Question

a 100cm rod is moving on a horizontal surface at an instant when it is parallel to the x-axis its ends A and B have velocities 20 cm per second and 30n cm per second as shown in the figure find the angular velocity of the rod​

Answer 1

Given that,

Radius = 100 cm

Velocity of A = 20 cm/s

Velocity of B = 30 cm/s

Angular velocity :

Angular velocity is equal to the linear velocity divided by radius.

In mathematically,

$\omega=\dfrac{v}{r}$

Where, v = linear velocity

r = radius  

Let the rod is rotating with uniform angular velocity and the center of rotation of the 100cm rod is r cm away from the end rotating with tangential velocity 20 m/s.

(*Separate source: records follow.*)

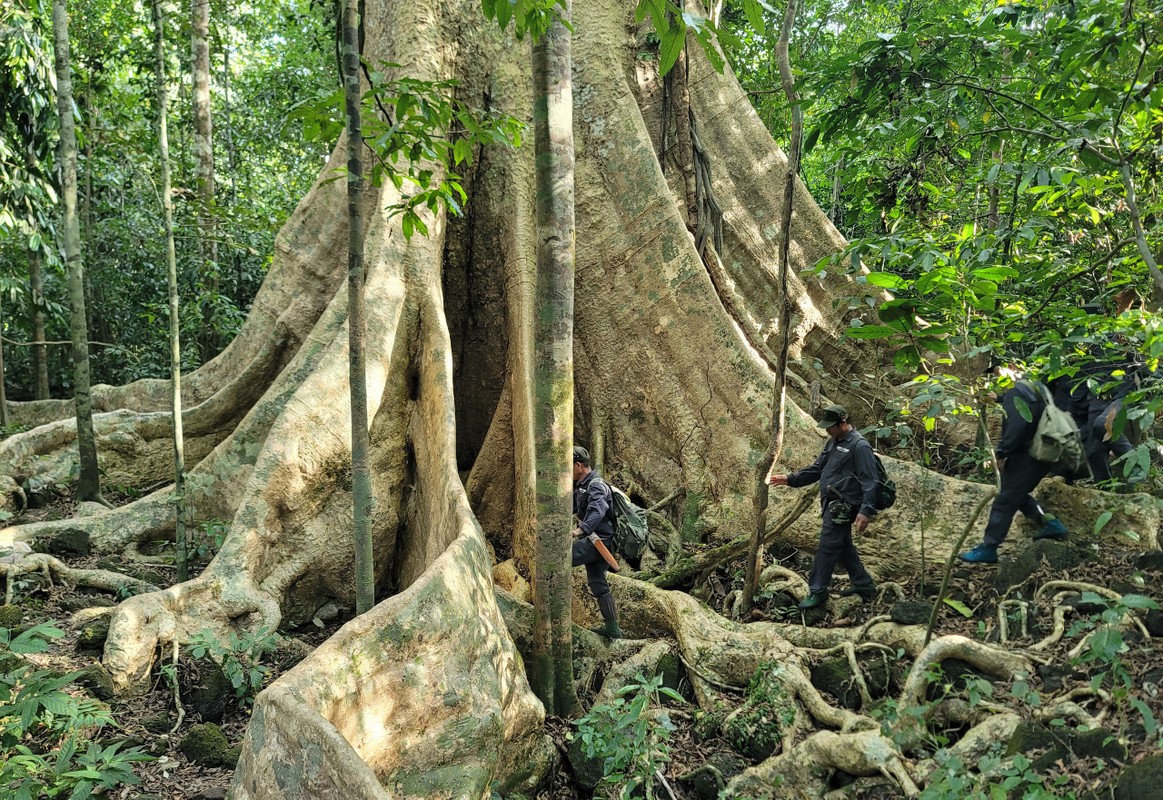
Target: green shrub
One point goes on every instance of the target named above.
(630, 736)
(45, 750)
(241, 657)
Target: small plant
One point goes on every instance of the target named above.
(44, 747)
(994, 779)
(1104, 647)
(204, 542)
(630, 736)
(241, 658)
(757, 727)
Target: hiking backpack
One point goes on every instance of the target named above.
(1056, 437)
(885, 486)
(630, 534)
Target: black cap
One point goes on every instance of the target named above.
(830, 415)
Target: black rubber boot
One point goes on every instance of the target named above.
(608, 628)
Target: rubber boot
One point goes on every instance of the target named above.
(608, 628)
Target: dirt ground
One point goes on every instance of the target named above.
(1104, 683)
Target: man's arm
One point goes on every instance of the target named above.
(808, 475)
(598, 497)
(1014, 428)
(867, 475)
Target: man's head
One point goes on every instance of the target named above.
(580, 463)
(834, 420)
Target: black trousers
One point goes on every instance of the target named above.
(596, 566)
(836, 547)
(1098, 451)
(1021, 475)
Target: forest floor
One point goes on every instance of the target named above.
(1115, 672)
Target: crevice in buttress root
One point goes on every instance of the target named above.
(710, 215)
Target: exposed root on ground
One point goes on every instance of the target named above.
(50, 568)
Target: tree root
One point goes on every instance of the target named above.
(51, 568)
(733, 549)
(803, 770)
(977, 741)
(983, 657)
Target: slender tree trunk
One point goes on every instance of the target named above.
(171, 270)
(204, 147)
(361, 476)
(40, 351)
(553, 370)
(4, 391)
(779, 401)
(232, 168)
(88, 486)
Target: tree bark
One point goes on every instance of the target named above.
(357, 370)
(553, 368)
(204, 150)
(779, 399)
(426, 694)
(40, 351)
(88, 481)
(171, 271)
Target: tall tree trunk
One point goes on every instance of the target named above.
(553, 368)
(779, 399)
(361, 476)
(232, 168)
(204, 148)
(171, 271)
(4, 390)
(88, 486)
(40, 351)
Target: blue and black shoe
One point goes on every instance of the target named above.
(983, 554)
(1051, 528)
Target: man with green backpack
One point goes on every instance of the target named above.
(850, 486)
(1026, 452)
(593, 535)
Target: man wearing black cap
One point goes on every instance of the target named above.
(592, 508)
(848, 480)
(1020, 472)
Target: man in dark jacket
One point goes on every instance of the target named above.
(592, 509)
(1020, 472)
(847, 475)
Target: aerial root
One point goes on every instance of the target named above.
(977, 741)
(1004, 619)
(806, 765)
(983, 657)
(51, 568)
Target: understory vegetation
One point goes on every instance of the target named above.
(993, 172)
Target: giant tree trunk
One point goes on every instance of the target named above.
(426, 694)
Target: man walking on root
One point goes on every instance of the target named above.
(848, 480)
(1020, 472)
(592, 500)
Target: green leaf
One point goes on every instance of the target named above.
(1024, 409)
(996, 273)
(754, 13)
(671, 45)
(1103, 519)
(960, 607)
(871, 331)
(886, 280)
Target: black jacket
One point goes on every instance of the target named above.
(1018, 433)
(848, 464)
(592, 505)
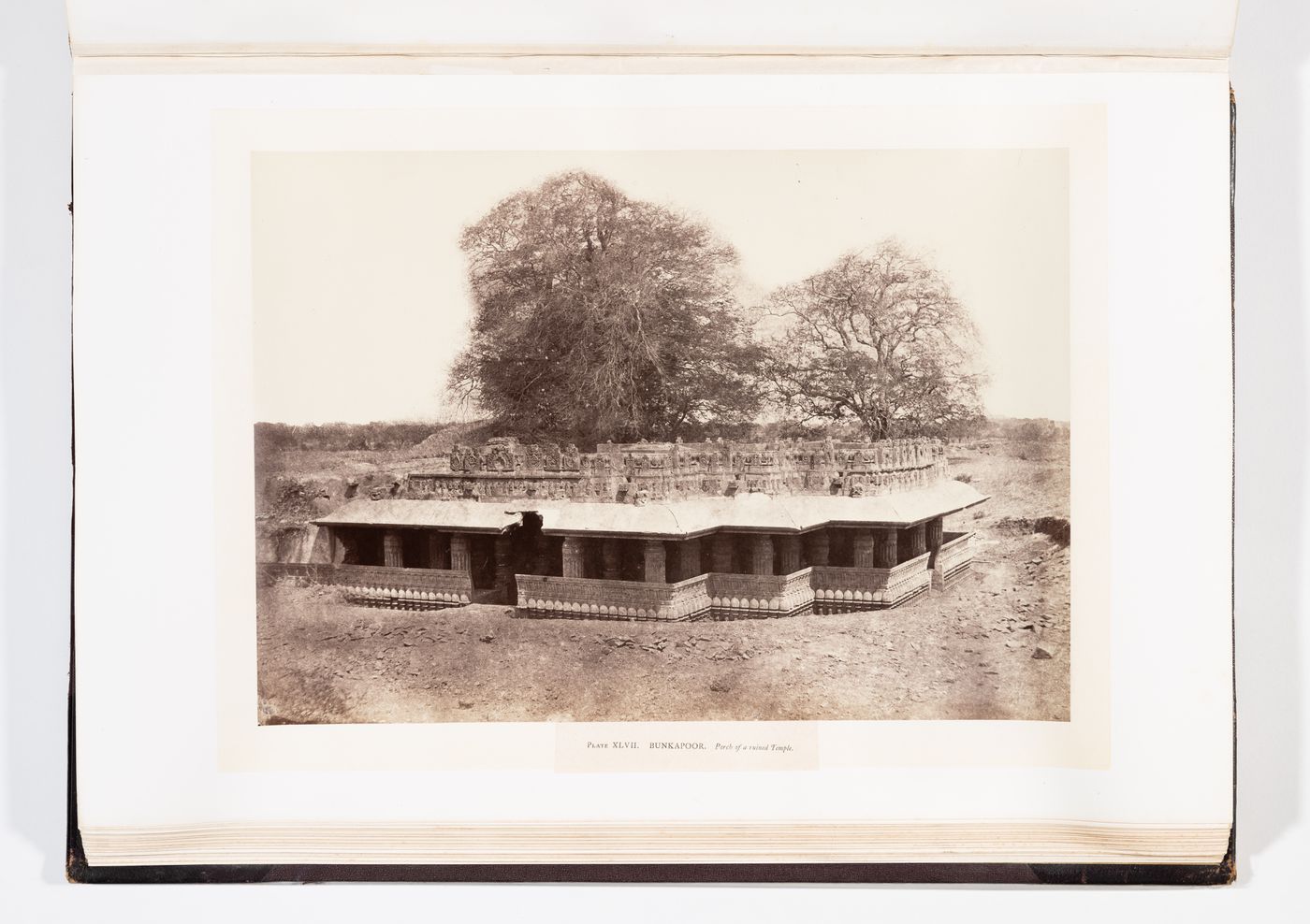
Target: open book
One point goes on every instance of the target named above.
(788, 448)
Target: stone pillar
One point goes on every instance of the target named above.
(818, 542)
(789, 554)
(886, 551)
(917, 541)
(392, 554)
(674, 562)
(503, 579)
(611, 559)
(720, 554)
(862, 546)
(652, 562)
(933, 527)
(460, 557)
(540, 556)
(574, 556)
(438, 550)
(691, 559)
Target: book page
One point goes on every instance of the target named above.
(205, 202)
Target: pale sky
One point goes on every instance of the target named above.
(360, 295)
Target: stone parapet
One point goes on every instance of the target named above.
(379, 585)
(661, 471)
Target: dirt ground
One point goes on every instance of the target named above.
(992, 645)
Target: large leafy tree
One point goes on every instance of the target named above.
(877, 338)
(602, 317)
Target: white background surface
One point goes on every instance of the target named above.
(1271, 74)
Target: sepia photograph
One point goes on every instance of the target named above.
(662, 435)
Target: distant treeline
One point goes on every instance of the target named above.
(340, 436)
(1024, 429)
(405, 435)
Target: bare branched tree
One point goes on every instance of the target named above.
(878, 338)
(602, 317)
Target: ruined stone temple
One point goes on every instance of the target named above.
(664, 531)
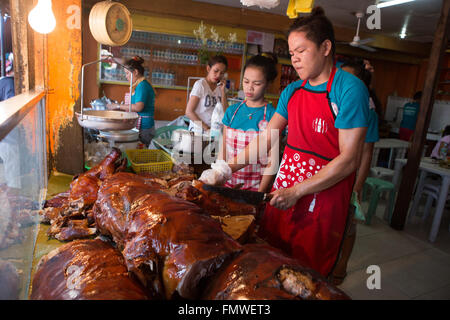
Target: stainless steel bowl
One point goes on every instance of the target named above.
(107, 119)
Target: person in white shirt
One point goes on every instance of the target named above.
(205, 93)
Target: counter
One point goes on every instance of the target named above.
(433, 136)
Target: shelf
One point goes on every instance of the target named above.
(285, 61)
(132, 44)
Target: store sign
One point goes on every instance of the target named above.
(265, 40)
(374, 19)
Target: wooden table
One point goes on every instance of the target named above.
(428, 166)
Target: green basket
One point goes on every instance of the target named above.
(149, 160)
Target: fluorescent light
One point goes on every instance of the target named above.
(391, 3)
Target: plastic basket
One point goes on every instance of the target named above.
(149, 160)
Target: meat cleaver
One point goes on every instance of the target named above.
(251, 197)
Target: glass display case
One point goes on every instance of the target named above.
(23, 185)
(169, 59)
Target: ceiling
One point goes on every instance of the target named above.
(420, 16)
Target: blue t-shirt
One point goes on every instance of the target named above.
(348, 95)
(242, 119)
(144, 93)
(410, 112)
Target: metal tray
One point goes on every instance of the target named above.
(107, 119)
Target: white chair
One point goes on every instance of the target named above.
(431, 189)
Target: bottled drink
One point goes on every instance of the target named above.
(443, 150)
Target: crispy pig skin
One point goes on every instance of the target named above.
(170, 244)
(262, 272)
(85, 270)
(219, 205)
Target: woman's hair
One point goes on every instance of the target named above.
(446, 131)
(136, 63)
(317, 26)
(217, 59)
(267, 62)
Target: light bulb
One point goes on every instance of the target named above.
(41, 17)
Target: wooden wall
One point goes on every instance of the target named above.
(399, 72)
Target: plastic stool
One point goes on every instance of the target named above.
(378, 186)
(380, 172)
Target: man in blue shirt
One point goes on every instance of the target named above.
(410, 112)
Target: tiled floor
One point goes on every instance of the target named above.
(411, 266)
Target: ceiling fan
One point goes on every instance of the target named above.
(357, 42)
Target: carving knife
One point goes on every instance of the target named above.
(251, 197)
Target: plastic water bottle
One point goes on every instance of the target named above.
(443, 150)
(216, 121)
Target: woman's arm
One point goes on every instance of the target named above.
(224, 95)
(260, 146)
(364, 168)
(190, 111)
(350, 146)
(223, 147)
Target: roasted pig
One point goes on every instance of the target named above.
(85, 270)
(170, 244)
(262, 272)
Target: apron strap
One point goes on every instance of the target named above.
(331, 78)
(234, 114)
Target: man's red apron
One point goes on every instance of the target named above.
(312, 230)
(236, 140)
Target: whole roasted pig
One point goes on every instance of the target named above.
(85, 270)
(68, 212)
(262, 272)
(170, 244)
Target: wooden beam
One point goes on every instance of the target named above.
(20, 39)
(423, 121)
(387, 55)
(256, 20)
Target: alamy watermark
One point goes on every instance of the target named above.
(374, 280)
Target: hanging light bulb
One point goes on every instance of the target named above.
(41, 17)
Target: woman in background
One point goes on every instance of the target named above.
(443, 143)
(246, 120)
(142, 99)
(205, 93)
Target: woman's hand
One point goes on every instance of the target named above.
(113, 106)
(222, 84)
(285, 198)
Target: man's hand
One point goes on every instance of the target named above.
(285, 198)
(219, 173)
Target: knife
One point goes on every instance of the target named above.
(251, 197)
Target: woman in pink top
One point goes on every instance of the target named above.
(441, 143)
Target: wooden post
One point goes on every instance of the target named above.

We need to calculate the radius

Using formula of angular velocity

For A,

$v=r\omega$

$20=\omega r$....(I)

For B,

$30=(100-r)\omega$......(II)

From equation (I) and (II)

$\dfrac{20}{30}=\dfrac{r}{100-r}$

$2000-20r=30r$

$r=\dfrac{2000}{50}$

$r= 40 cm$

We need to calculate the angular velocity

Put the value of r in equation (I)

$20=40\omega$

$\omega=\dfrac{20}{40}$

$\omega=0.5\ rad/s$

Hence, The angular velocity of the rod​ is 0.5 rad/s.